En effet, la Haute juridiction indique que « l’expulsion étant la seule mesure de nature à permettre au propriétaire de recouvrer la plénitude de son droit sur le bien occupé illicitement, l’ingérence qui en résulte dans le droit au respect du domicile de l’occupant, protégé par l’article 8 de la Convention de sauvegarde des droits de l’homme et des libertés fondamentales, ne saurait être disproportionnée eu égard à la gravité de l’atteinte portée au droit de propriété ; qu’ayant retenu à bon droit que, le droit de propriété ayant un caractère absolu, toute occupation sans droit ni titre du bien d’autrui constitue un trouble manifestement illicite permettant aux propriétaires d’obtenir en référé l’expulsion des occupants, la cour d’appel, qui n’était pas tenue de procéder à une recherche inopérante, a légalement justifié sa décision ».

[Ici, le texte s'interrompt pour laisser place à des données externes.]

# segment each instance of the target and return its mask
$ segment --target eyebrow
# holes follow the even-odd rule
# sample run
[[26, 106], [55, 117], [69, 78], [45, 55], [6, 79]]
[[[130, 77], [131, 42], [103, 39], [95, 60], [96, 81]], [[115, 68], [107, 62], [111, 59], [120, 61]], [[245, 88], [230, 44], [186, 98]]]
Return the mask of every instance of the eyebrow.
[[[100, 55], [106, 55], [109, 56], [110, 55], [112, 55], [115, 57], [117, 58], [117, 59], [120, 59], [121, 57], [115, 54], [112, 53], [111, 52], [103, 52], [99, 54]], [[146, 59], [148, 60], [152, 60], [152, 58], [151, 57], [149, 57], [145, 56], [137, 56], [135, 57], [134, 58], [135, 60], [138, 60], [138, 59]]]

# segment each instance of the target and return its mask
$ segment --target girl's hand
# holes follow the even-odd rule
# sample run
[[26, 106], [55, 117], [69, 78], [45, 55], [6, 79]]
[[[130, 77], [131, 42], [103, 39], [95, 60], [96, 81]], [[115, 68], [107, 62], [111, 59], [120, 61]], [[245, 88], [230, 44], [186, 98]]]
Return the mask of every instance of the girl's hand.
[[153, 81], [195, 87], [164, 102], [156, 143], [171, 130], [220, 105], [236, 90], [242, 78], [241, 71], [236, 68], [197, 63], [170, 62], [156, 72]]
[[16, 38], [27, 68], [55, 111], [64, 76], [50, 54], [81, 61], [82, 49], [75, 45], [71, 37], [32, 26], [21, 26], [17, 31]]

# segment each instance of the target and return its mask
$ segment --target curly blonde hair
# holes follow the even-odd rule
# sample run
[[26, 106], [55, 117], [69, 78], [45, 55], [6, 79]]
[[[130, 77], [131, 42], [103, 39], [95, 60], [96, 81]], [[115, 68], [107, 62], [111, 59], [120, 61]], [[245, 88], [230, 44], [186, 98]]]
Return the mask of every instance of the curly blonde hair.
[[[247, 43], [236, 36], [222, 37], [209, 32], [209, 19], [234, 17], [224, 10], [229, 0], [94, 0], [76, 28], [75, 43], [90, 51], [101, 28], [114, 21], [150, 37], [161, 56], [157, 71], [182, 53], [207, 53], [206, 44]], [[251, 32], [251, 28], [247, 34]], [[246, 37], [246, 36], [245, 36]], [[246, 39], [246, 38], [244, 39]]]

De ce fait, la Cour a reconnu expressément le caractère absolu du droit de propriété en retenant que la mesure d’expulsion était proportionnée eu égard à la gravité de l’atteinte au droit de propriété.
Cet arrêt marque ainsi un tournant pour les propriétaires de terrains squattés, qui pourront de facto, faire valoir plus facilement leurs demandes d’expulsion, et surtout plus rapidement par la voie du référé.